E Surgical Coated Electrodes are intended as an alternative to uncoated stainless steel electrodes or "non-stick" coated electrodes for use in conventional monopolar electrosurgical accessories. The Coated Electrodes are intended for use in situations where monopolar electrosurgical cutting and coagulation are normally used.

Device Description

The E Surgical coated electrodes are designed as a standard stainless steel active electrode with a nonstick coating to prevent tissue and char build-up on the electrode. Three models: ball, needle, and blade are included.

AI/ML Overview

The provided text describes a 510(k) summary for E Surgical Coated Electrodes. It outlines the device's indications for use, predicate devices, and a summary of its technological characteristics. However, the document primarily focuses on regulatory approval and substantial equivalence to predicate devices rather than a detailed study proving performance against specific acceptance criteria in the way a clinical study or robust scientific experiment would.

Therefore, much of the requested information regarding acceptance criteria, study details, ground truth, and expert involvement is not explicitly stated in the provided 510(k) summary. The summary highlights safety and performance data in a general sense, aligning with regulatory requirements rather than providing a detailed study protocol and results.

Here's a breakdown of the available information based on your request:

1. Table of acceptance criteria and the reported device performance

The document lists "Safety and Performance Data" but these are presented as characteristics the device meets rather than clearly defined acceptance criteria with numerical performance targets and reported results against those targets.

Acceptance Criterion (Inferred/Stated)	Reported Device Performance
Meets safety and performance requirements under ANSI/AAMI HF 18 Electrosurgical Devices.	Stated as "Meets safety and performance requirements under ANSI/AAMI HF 18 Electrosurgical Devices." (No specific numerical results or details are provided).
Non-stick coating integrity after bending.	"Finished product non-stick coating was bent to 90 degrees ten times without visible cracking of the coating."
Cutting or coagulation initiation performance.	"Cutting or coagulation is initiated immediately at both lower and higher power settings."
Easy to clean properties after use on tissue.	"Easy to clean properties after use on tissue."
Biocompatibility of materials.	"Materials used in the construction of the electrodes meet ISO 10993 Biocompatibility requirements."

2. Sample size used for the test set and the data provenance

Sample size for test set: Not specified.
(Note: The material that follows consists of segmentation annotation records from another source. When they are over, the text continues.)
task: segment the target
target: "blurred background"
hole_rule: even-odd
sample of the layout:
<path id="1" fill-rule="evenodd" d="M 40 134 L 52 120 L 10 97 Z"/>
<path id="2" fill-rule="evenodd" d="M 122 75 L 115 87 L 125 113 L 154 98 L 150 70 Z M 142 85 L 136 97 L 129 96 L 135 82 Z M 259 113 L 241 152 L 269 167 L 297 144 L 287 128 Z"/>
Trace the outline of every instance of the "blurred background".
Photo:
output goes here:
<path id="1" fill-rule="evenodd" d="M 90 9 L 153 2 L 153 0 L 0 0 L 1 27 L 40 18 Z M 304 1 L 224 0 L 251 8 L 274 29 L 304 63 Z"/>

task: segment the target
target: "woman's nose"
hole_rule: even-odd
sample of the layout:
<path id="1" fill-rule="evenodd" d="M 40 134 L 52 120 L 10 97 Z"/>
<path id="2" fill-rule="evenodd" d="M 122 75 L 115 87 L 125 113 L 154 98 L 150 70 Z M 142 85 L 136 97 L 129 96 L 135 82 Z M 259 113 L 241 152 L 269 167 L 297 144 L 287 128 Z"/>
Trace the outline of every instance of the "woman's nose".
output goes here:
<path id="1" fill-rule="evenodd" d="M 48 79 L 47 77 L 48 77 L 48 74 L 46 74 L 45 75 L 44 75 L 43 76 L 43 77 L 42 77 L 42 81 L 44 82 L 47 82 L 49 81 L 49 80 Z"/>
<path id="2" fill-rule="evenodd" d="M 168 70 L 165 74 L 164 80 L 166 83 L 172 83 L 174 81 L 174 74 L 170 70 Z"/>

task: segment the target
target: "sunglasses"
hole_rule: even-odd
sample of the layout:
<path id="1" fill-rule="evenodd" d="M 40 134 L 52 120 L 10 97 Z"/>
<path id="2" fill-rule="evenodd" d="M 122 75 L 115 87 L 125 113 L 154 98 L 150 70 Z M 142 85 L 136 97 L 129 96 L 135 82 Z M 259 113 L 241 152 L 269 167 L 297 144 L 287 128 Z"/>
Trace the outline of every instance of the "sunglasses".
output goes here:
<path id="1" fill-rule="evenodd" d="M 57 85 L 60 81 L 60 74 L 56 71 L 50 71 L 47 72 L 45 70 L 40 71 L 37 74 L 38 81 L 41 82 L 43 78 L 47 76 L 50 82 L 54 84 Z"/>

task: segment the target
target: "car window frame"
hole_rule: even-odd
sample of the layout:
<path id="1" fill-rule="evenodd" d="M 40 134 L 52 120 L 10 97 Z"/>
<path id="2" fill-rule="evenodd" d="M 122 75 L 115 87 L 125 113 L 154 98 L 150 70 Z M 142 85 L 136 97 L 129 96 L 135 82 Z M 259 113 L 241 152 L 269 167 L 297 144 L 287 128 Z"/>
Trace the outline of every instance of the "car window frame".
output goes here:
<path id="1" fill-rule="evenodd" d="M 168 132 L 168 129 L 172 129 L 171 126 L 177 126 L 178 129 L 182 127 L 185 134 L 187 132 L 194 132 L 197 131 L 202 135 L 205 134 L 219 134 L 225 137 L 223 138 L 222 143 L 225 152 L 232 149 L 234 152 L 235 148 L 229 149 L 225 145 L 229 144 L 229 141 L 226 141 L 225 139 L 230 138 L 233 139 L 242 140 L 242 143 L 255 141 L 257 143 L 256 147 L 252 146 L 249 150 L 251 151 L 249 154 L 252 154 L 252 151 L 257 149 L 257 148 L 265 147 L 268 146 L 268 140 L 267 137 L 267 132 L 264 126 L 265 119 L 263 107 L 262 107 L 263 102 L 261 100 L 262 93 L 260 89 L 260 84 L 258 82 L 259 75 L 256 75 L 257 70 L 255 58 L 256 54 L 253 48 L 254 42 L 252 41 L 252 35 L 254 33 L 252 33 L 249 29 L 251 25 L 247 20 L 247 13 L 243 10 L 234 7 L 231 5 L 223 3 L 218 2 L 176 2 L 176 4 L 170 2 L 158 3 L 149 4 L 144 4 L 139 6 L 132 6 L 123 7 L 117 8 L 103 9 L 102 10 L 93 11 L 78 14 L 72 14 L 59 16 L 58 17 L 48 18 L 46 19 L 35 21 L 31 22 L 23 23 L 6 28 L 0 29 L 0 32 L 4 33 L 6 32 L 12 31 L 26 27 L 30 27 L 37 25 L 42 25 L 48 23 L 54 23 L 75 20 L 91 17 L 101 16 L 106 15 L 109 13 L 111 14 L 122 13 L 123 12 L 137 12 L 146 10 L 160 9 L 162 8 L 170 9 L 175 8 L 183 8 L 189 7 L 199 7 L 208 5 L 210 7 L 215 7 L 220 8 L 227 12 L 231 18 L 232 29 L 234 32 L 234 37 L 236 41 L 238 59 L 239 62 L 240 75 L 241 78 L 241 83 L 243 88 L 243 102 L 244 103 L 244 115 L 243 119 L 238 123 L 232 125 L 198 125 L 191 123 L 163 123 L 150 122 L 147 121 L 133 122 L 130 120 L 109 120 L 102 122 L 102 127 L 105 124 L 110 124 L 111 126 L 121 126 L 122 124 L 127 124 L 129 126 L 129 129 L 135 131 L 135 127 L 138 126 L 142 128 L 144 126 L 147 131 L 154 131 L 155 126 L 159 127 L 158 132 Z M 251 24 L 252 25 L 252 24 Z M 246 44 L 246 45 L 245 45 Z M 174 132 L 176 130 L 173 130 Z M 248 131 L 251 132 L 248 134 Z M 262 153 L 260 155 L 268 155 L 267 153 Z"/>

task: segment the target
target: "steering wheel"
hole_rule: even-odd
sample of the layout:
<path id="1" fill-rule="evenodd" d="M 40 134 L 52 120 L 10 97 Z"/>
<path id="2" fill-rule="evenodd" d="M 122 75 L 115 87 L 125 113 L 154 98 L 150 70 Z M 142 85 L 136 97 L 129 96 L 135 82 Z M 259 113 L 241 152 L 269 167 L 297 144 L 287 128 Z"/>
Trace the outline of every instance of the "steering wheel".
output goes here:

The document does not describe a formal "test set" in the context of a clinical or comparative study. The listed performance data (e.g., coating bend test) likely refers to in-house testing, but the sample sizes for these tests are not provided.
Data provenance: Not specified. Given the nature of a 510(k) summary focusing on substantial equivalence and general safety/performance, the data provenance for the internal tests is not detailed (e.g., country of origin, retrospective/prospective).

3. Number of experts used to establish the ground truth for the test set and the qualifications of those experts

Not applicable. The document does not describe a test set requiring expert-established ground truth in a clinical or diagnostic context. The performance claims are based on engineering and material characteristic tests rather than diagnostic accuracy.

4. Adjudication method for the test set

Not applicable. No clinical or diagnostic test set requiring adjudication is described.

5. If a multi reader multi case (MRMC) comparative effectiveness study was done, If so, what was the effect size of how much human readers improve with AI vs without AI assistance

Not applicable. This device is an electrosurgical electrode, not an AI-powered diagnostic or assistive tool. Therefore, an MRMC study related to human readers and AI assistance would not be relevant.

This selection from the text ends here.